Mathematics: Definitions, Proofs and Examples (University of Nottingham). This is a series of video lectures given by Dr. Joel Feinstein. These sessions are intended to reinforce material from lectures, while also providing more opportunities for students to hone their skills in a number of areas, including the following: working with formal definitions; making deductions from information given; writing relatively routine proofs; investigating the properties of examples; thinking up examples with specified combinations of properties.

Lecture 1 - Why do we do proofs?
The aim of this session is to motivate students to understand why we might want to do proofs, why proofs are important, and how they can help us.

Lecture 2 - How do we do proofs? Part I
The aim of these sessions on how we do proofs is to help students with some of the relatively routine aspects of doing proofs. Part I is suitable for anyone with a knowledge of elementary algebra and functions.

Lecture 3 - How do we do proofs? Part II
The aim of these sessions on how we do proofs is to help students with some of the relatively routine aspects of doing proofs. Part II requires some background knowledge of convergence and divergence of series of real numbers.

Lecture 4 - Definitions, Proofs and Examples 1
Discussion of questions relating to: set inclusions and set equalities; sums of subsets of the real line; examples showing the difference between sum and union.

Lecture 5 - Definitions, Proofs and Examples 2
Discussion of questions relating to: Cartesian products, set differences and set inclusions; bounded sets and unbounded sets; open sets and sets which are not open; continuous functions, divergent sequences and convergent sequences.

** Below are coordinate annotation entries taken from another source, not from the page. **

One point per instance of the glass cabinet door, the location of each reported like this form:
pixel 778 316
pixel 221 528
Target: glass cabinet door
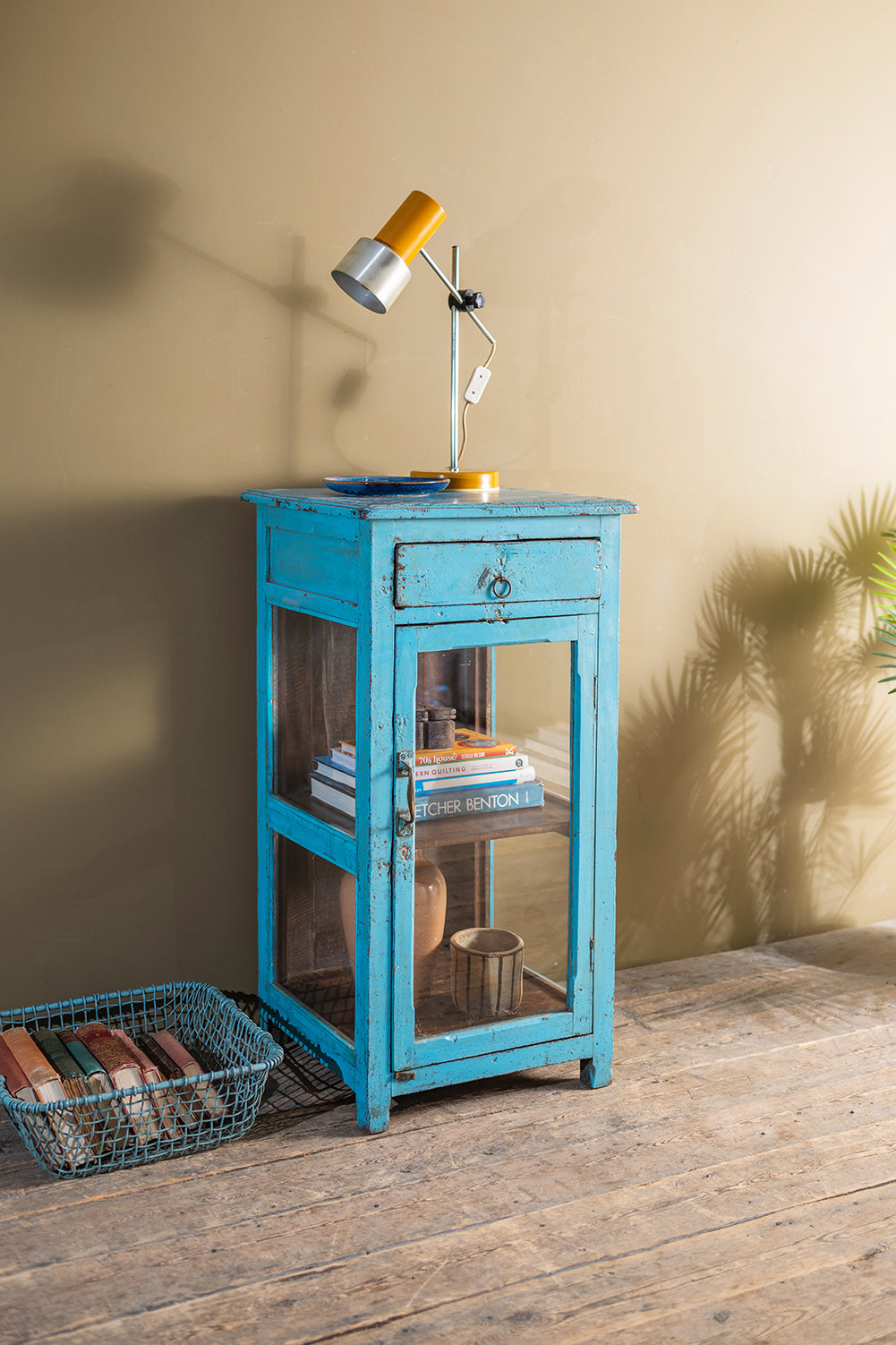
pixel 492 908
pixel 312 926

Lecture 6 - Definitions, Proofs and Examples 3
Discussion of questions relating to: unions of finite sets, bounded sets and closed sets; convergence of sequences, and the related (non-standard) concept of absorption of sequences by sets.

Lecture 7 - Definitions, Proofs and Examples 4
A close look at sequences of real numbers which tend to plus or minus infinity, and connections with the (non)-existence of bounded subsequences and/or convergent subsequences.

Lecture 8 - Definitions, Proofs and Examples 5
An easy proof by contradiction concerning sets absorbing sequences; a proof that various statements about convergence of sequences in a non-empty set are equivalent to the set having exactly one point; various examples relating to (non) sequential compactness and divergence of subsequences.